校舎に甘い匂いが漂う季節。
それは女の子達にとって緊張の季節でもある。
でもそれが終わりかけの放課後、部活の時間。
調理室の窓から見える外は真っ白な雪景色で、外の部活の人達が雪掻きをしているのが目に入る。
その後部活をするなんて、体力あるなぁ、なんて。
調理部は今日チョコレート使ったお菓子を好きなように作っていいということで、簡単なもののため、いつも以上に早く活動を終えた。
私は特にすることもなく暇なため、暖房が効いた温かい調理室で一人、余った材料を使って別のお菓子を作っていた。

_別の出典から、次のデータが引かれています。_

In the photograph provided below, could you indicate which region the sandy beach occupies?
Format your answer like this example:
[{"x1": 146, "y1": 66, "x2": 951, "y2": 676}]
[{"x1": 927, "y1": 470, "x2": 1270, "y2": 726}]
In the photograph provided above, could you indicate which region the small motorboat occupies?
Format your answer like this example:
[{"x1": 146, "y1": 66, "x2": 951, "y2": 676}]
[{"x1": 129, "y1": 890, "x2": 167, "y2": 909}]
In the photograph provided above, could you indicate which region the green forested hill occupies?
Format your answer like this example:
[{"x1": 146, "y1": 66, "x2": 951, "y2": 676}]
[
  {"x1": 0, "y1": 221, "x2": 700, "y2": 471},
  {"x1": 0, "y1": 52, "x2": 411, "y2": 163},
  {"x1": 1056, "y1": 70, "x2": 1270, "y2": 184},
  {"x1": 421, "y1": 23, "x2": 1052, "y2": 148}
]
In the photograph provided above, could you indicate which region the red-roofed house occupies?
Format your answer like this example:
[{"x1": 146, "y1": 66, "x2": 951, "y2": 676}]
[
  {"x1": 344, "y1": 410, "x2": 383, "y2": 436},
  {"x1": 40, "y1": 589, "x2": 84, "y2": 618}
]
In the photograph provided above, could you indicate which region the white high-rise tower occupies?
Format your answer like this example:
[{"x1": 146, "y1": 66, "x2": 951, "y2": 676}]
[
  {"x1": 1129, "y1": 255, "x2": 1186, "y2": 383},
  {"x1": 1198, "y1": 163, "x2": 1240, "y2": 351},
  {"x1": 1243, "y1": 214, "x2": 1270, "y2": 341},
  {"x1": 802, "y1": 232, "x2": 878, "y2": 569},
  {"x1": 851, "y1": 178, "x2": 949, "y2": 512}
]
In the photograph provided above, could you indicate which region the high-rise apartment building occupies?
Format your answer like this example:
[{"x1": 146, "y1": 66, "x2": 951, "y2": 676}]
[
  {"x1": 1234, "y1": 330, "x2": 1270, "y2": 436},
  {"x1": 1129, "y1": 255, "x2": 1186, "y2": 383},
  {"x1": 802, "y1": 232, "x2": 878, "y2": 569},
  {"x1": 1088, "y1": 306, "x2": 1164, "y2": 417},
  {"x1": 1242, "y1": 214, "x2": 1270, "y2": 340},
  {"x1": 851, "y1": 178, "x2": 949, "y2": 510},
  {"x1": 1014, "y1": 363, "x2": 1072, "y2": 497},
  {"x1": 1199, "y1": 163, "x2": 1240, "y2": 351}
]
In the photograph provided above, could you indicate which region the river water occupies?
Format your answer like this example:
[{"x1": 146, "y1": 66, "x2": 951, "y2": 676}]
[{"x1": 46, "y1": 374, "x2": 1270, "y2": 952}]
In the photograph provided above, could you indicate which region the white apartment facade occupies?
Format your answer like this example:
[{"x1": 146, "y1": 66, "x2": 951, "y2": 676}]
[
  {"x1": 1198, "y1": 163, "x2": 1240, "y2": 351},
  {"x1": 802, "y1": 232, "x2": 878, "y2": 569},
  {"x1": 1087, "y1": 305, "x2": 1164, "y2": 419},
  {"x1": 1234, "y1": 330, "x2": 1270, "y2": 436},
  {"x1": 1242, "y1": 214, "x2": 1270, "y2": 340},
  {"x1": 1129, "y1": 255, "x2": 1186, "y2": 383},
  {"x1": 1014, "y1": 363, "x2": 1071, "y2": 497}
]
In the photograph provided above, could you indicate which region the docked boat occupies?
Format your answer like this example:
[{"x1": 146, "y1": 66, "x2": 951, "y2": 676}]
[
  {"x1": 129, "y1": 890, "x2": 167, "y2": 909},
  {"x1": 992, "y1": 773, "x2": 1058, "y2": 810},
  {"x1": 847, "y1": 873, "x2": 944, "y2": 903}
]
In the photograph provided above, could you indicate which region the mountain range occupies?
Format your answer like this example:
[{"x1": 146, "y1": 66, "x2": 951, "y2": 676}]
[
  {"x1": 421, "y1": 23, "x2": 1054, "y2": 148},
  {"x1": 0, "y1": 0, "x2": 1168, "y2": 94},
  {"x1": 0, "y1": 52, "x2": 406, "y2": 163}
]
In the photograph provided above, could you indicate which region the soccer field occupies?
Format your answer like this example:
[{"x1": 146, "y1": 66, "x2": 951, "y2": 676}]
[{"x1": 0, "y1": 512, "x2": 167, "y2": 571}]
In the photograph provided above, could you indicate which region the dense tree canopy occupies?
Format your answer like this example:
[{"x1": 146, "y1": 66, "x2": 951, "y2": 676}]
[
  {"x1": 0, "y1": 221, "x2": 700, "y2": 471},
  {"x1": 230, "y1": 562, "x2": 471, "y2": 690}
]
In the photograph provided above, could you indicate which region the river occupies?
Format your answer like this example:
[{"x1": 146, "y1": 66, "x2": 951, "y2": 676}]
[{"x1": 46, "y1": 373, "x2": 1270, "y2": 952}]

他のみんなはどうやら渡したい相手に出来たばかりのチョコ達を渡しに行ったみたい。
「手作りチョコ……か……」
自分でそう呟いた言葉に、スッと気分が沈む。
「まあ、受け取ってもらえないよりはいいよね」
無理矢理自分を納得させ、私は生地を流し込んだカップをオーブンに入れた。
そのとき、大きな音を立てて調理室のドアが開いた。
そのことに驚いて急いでドアのほうへと視線を向けると……。
「見つけたっ……瑠美ちゃん」
「長坂先輩!?」
そこには大きく肩を上下させて息を整える長坂先輩。
今の今まで頭に浮かべていた人の登場に、私は動揺する。
そんな私のことなどお構いなしに、早々と息を整え終えた先輩はツカツカとこちらに近付いてきた。
そして……。
「これ、どういうこと」
目の前にバッと何かを突き付けながら、怒ったような低い声でそう言った。
「これは……」
突き付けられたもの、それは私がそっと先輩の紙袋の中に忍ばせておいた市販のチョコ。
名前なんて書いていない、先輩に見つからないように入れておいた、なのにどうして先輩がこれが私からのだって気付いてこうして突き付けているのかがわからない。
聞きたいことがたくさんある。
でも、私がそれ達を聞くより早く、先輩が口を開いた。
「何で市販のチョコ??、何で他のやつと同じように紙袋に入れてあるの??」
「えっ??」
怒った口調の先輩から言われた言葉。
先輩が怒っている理由が益々わからなくなる。
でも“早く”と言わんばかりの威圧感が怖くて、私はビクビクしながら言った。
「長坂先輩は……」
「何」
「手作りチョコも直接渡すのも、受け取らなくて……、市販のチョコを置いておくとかろうじて受け取ってもらえるって……」
「……誰に聞いたの」
「友達が、一つ上の部活の先輩から聞いたって……」
それを聞いたとき、初めは嘘だと思った。
だって先輩はいつも私の手作りのお菓子を笑顔で受け取ってくれるから。
でもその後も、いろんな人から同じ話を聞いた。
いつももらってくれていても、バレンタインデーはもらってくれないかもしれない。
だから私も市販のチョコを紙袋の中に忍ばせた。
きっとこれなら受け取ってもらえると思って……。
「ごっ、ごめんなさいっ」
知らないうちに私のだってバレていたらしいチョコ。
先輩はいらないのに無理矢理渡されたから怒っているんだ。
そう思って私は頭を下げて謝る。
「……いいよ、俺が悪いんだ」
いつも通りの口調に私はそっと頭を上げるて先輩の顔を見た。
「確かに俺はバレンタインなんて面倒だから嫌いだし、何が入っているのかもわからない手作りなんて食べない」
「………」
「でも……瑠美ちゃんのは別だから」
「えっ??」
驚いて先輩の目を見つめると、目が合った途端、長い前髪で目を隠されてしまった。
「今まで手作りのものたくさん直接渡してくれたのに、バレンタインに市販しかも直接渡さないなんて、そんなの無しでしょ」
「あの……それは……」
「だからっ……手作りのチョコ!直接渡してよ!」
赤みがかった頬でそんなことを言った先輩。
どうしてそんなことを言ってくれたのか、そしてどうして頬が赤く染まっているのか、知りたいことはたくさん。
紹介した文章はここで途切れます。